Optionally, in step 5, the improved YOLOv3 target detection network is trained by setting different learning rates, weight attenuation coefficients and momentum coefficients, and then 10 different models are generated simultaneously.

Optionally, in step 6, the 10 models are verified on the cross-validation set to obtain their respective loss function values, and the model corresponding to the minimum value is determined as the optimal model.

In addition, the present invention also provides an electronic device including:

a memory for storing a computer program;

and the processor is used for executing the computer program stored in the memory, and when the computer program is executed, the pedestrian detection method for the mining locomotive based on multi-information fusion is realized.

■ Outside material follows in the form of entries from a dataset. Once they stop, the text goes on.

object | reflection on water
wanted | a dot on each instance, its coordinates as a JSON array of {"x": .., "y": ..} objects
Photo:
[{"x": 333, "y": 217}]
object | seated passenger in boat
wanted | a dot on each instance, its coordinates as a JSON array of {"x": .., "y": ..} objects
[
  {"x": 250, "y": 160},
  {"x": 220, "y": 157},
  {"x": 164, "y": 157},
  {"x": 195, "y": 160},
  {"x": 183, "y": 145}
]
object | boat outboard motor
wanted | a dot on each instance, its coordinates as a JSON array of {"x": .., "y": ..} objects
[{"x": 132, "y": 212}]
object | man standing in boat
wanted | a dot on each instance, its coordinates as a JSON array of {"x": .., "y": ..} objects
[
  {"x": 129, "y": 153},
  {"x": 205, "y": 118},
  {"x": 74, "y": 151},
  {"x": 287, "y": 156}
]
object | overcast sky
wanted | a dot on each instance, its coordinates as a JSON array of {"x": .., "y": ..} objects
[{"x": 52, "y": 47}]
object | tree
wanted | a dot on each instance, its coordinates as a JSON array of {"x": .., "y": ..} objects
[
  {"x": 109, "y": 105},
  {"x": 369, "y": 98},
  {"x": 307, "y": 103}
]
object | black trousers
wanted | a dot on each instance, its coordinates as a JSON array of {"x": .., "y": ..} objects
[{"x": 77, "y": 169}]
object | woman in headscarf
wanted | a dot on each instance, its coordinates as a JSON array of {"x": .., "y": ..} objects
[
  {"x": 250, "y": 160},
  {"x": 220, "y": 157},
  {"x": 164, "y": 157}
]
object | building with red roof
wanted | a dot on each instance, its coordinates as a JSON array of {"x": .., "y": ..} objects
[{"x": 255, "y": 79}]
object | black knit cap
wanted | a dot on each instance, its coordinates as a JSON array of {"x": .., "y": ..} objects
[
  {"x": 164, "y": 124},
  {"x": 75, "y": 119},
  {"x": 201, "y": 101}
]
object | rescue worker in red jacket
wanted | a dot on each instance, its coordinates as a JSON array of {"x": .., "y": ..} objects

The invention has the advantages and beneficial effects that: compared with the existing mine locomotive pedestrian detection technology, the invention provides a mine locomotive pedestrian detection method based on multi-information fusion, which has the following advantages:

(1) by utilizing a multi-sensor fusion technology, the defect of a single visible light sensor is overcome, and the method can adapt to complex underground coal mine environments.

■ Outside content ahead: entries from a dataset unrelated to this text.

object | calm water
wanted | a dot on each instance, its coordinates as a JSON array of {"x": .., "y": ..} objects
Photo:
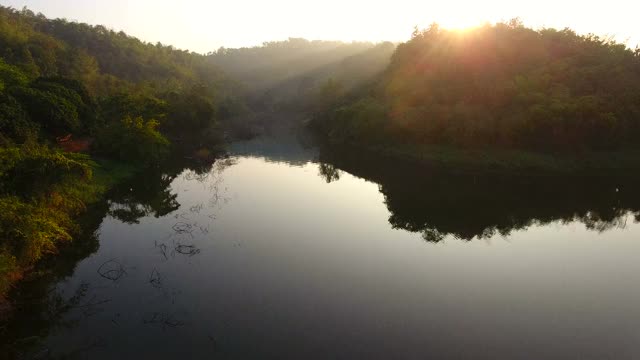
[{"x": 284, "y": 253}]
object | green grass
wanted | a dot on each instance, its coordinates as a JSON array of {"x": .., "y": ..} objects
[{"x": 514, "y": 161}]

(2) For visible light, a CLAHE finite contrast adaptive histogram equalization method is adopted to process the visible light image, and the problem that the visible light image is weak in detail under the dark light condition is effectively solved.

(3) For the infrared image, the filtering method of the optimal notch filter based on the 3-order Butterworth function is adopted to carry out denoising processing on the infrared image, and the influence of periodic noise is effectively reduced.

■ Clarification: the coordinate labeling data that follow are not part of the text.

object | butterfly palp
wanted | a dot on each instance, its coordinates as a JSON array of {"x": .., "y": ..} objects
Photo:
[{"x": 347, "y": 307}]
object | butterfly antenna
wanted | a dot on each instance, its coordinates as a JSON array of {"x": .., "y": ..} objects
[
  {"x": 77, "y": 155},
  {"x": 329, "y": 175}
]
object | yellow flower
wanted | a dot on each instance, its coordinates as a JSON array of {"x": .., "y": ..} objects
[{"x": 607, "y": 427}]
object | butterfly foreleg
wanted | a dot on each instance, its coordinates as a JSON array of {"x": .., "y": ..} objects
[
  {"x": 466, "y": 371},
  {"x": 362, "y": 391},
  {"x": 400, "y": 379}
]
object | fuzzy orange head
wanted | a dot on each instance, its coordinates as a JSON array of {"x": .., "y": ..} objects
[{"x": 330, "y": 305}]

(4) By adopting the idea of dense connection, the characteristic graphs of different levels are overlapped in a jumping mode, so that the characteristic multiplexing is realized, the training parameters are effectively reduced, the performance of back propagation is improved, and the model is easier to train.

(5) By introducing a multi-scale pooling model structure, the network can be combined with feature maps of different levels, the context information of the whole area and the sub-area can be combined, and the detection precision can be effectively improved.

(6) The training precision of the network is improved and the training time is shortened by using the transfer learning technology.

(7) The method lays a foundation for the application of auxiliary driving of the mining locomotive and the like in the future.

Drawings

Fig. 1 is a flow chart of a training phase of a multi-information fusion mining locomotive pedestrian detection method in an embodiment of the invention.

FIG. 2 is a flow chart of a detection phase of a multi-information fusion mining locomotive pedestrian detection method in an embodiment of the invention.

Fig. 3 is a schematic diagram of the convolutional layer of the improved YOLOv3 network structure of the present invention.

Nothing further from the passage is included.